I’d treat my own toys as though they had thoughts and feelings. I once dragged my mother all the way back to playschool because I left my imaginary pet rabbit there. But give the same suspension of disbelief to other people’s toys and games? I didn’t have the ability.

That’s why at nursery, I’d wander straight through the middle of the farmyard the other kids had set up and not understand why they were now angry and upset – they were just pieces of plastic. That’s why I had no problem breaking my brother’s toys – they had no feelings, although he clearly did, and I’d invariably feel bad (and confused) a moment afterwards when I saw his tears. I was simply unable to appreciate that others could have the same emotional attachment to their toys and games as I did to mine – a fundamental inability to understand how other people think and feel.

And that’s why I’m struggling so much right now. I just don’t get that my daughter is investing her emotions into an imaginative reality.

However, while I might not get it, I can understand it at an intellectual level and adjust my behaviour accordingly. I know that imaginative play is important in child development, and I know that for the benefit of her emotional wellbeing, not to mention our relationship, I have to pretend that the things that are important to her are also important to me. So that’s what I do, as painful as it is.

The best way of surviving it? Biblical levels of sarcasm that she’s too young to understand.

‘What’s that? You want me to keep my voice down so I don’t wake your baby? Gosh, I wish she was just a cheap piece of hardened petrochemically-derived organic polymers, but since she’s clearly a real baby, then okay, honey, I’ll be quiet.’

‘What? Your baby has a poorly knee?

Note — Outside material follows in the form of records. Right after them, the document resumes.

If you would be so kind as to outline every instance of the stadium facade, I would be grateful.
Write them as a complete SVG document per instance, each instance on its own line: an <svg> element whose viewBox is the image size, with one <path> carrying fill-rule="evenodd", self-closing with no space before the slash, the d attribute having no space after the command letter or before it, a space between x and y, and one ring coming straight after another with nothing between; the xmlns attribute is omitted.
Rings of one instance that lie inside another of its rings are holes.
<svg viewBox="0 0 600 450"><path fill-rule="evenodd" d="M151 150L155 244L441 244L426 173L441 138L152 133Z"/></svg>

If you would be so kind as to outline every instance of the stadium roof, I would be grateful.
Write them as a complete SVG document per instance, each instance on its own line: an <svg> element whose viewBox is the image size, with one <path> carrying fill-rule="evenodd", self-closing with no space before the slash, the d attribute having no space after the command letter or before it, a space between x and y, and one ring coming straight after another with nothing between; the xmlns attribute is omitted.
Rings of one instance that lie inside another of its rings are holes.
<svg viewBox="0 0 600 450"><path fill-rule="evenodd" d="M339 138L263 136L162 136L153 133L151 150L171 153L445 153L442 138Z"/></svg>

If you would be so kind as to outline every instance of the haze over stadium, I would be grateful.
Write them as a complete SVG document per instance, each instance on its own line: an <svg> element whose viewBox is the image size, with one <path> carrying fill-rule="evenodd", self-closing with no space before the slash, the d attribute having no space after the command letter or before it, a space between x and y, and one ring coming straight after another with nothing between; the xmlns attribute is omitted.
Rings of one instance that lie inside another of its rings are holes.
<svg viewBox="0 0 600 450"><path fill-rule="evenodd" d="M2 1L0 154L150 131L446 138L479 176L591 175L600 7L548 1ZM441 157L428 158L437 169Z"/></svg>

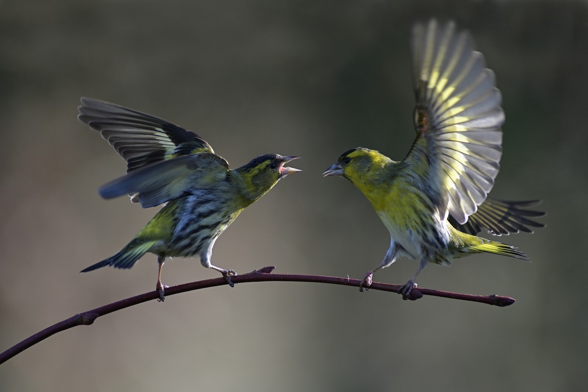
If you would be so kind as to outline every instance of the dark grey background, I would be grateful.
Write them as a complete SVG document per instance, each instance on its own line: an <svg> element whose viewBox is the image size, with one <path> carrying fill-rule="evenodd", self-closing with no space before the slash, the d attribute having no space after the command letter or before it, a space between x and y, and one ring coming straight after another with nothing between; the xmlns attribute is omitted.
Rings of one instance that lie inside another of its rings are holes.
<svg viewBox="0 0 588 392"><path fill-rule="evenodd" d="M217 241L245 273L360 278L387 231L346 181L321 174L361 145L402 159L414 137L410 26L472 32L507 121L493 195L542 198L547 227L492 255L432 265L421 287L517 300L504 308L301 283L220 287L155 301L58 334L0 367L3 391L580 390L588 30L584 2L9 0L0 2L0 350L75 313L154 288L156 258L78 271L154 214L97 188L125 171L76 119L81 95L168 118L233 167L296 155L282 181ZM375 280L403 283L402 260ZM166 264L173 285L216 277Z"/></svg>

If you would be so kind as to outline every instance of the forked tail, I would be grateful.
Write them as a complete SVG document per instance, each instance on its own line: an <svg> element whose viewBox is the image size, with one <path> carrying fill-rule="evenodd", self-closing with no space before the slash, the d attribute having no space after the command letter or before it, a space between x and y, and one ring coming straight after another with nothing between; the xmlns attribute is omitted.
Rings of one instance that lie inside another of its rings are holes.
<svg viewBox="0 0 588 392"><path fill-rule="evenodd" d="M82 270L80 272L89 272L106 265L112 265L116 268L130 268L141 256L148 252L157 241L149 241L141 244L135 244L133 243L134 242L131 241L130 244L115 255L90 265L87 268Z"/></svg>
<svg viewBox="0 0 588 392"><path fill-rule="evenodd" d="M519 258L526 261L530 261L529 256L519 251L516 247L502 244L495 241L489 241L487 242L478 245L472 245L468 247L468 248L470 251L494 253L495 254L502 255L503 256Z"/></svg>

Oh poor her, what an absolute tragedy. I’d better drop everything and see to it right away because it’s definitely so much more important than anything I was doing.’

‘I can’t come through here because it’s on fire? Well, let me check what’s on my utility belt, shall I? Wow, what do you know? I just so happen to have a fireproof suit I can put on. Holy asbestosis, Batman! Now get out of my way.’

Of course, if she learns to detect disingenuousness before she grows out of this imaginative phase, I don’t know what the hell I’m going to do!